Workers in Washington state are making more money these days, according to the latest findings from the state Employment Security Department.
For the first time in history, the average annual wage has passed the $50,000 mark to $51,595 in 2012. That’s an increase of 3.4 percent, the agency said.
The average weekly wage climbed from $959 to $992. The figures only include wages covered by unemployment insurance.
The agency said much of the increase was driven by a 6.1 percent hike in the number of insured workers earning more than $75,000. The average number of Washington workers covered by unemployment grew by 1.9 percent — or 52,519 people. Total earnings increased 5.4 percent, or by $7.4 billion.

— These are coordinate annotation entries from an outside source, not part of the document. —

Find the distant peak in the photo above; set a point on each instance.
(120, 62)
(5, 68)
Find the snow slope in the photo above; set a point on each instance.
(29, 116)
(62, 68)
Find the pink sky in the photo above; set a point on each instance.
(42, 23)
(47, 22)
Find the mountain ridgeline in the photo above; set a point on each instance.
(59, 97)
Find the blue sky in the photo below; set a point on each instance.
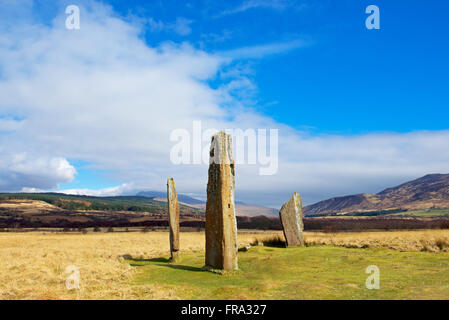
(346, 79)
(358, 110)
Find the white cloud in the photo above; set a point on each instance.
(124, 189)
(261, 51)
(22, 170)
(254, 4)
(181, 26)
(102, 95)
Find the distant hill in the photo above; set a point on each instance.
(90, 203)
(242, 209)
(162, 195)
(428, 192)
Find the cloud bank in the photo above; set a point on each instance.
(103, 95)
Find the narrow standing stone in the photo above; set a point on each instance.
(291, 219)
(173, 218)
(221, 224)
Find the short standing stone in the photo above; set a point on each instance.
(221, 225)
(291, 219)
(173, 218)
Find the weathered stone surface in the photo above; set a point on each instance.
(292, 220)
(173, 217)
(221, 224)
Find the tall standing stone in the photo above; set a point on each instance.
(291, 219)
(173, 218)
(221, 224)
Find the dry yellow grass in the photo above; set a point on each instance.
(426, 240)
(33, 264)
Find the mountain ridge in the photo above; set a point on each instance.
(428, 192)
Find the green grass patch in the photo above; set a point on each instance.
(317, 272)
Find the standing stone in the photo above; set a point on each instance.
(221, 224)
(291, 219)
(173, 218)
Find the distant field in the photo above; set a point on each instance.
(332, 266)
(424, 213)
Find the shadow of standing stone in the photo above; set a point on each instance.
(292, 221)
(173, 218)
(221, 224)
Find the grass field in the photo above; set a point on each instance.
(321, 272)
(331, 266)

The average annual wage is the basis for calculating unemployment benefits for jobless workers. The minimum weekly benefit is calculated at 15 percent of the average weekly wage. That will increase by $5 to $148 for claims opened on or after July 7. Meanwhile, the maximum weekly benefit, calculated at 63 percent of the average weekly wage, will jump by $20 to $624. Roughly 18 percent of current unemployment-insurance claims are paid the maximum benefit, while 7 percent are paid the minimum.
Apart from unemployment benefits, the average annual wage is also used to compute employer’s unemployment taxes. Starting next year, employers will pay unemployment taxes on the first $41,300 paid to each employee, up from $39,800 this year.
The three industries with the highest wage growth in 2012 were the company management sector, up 17.6 percent; information, up 11.5 percent; and agriculture, up 11.5 percent.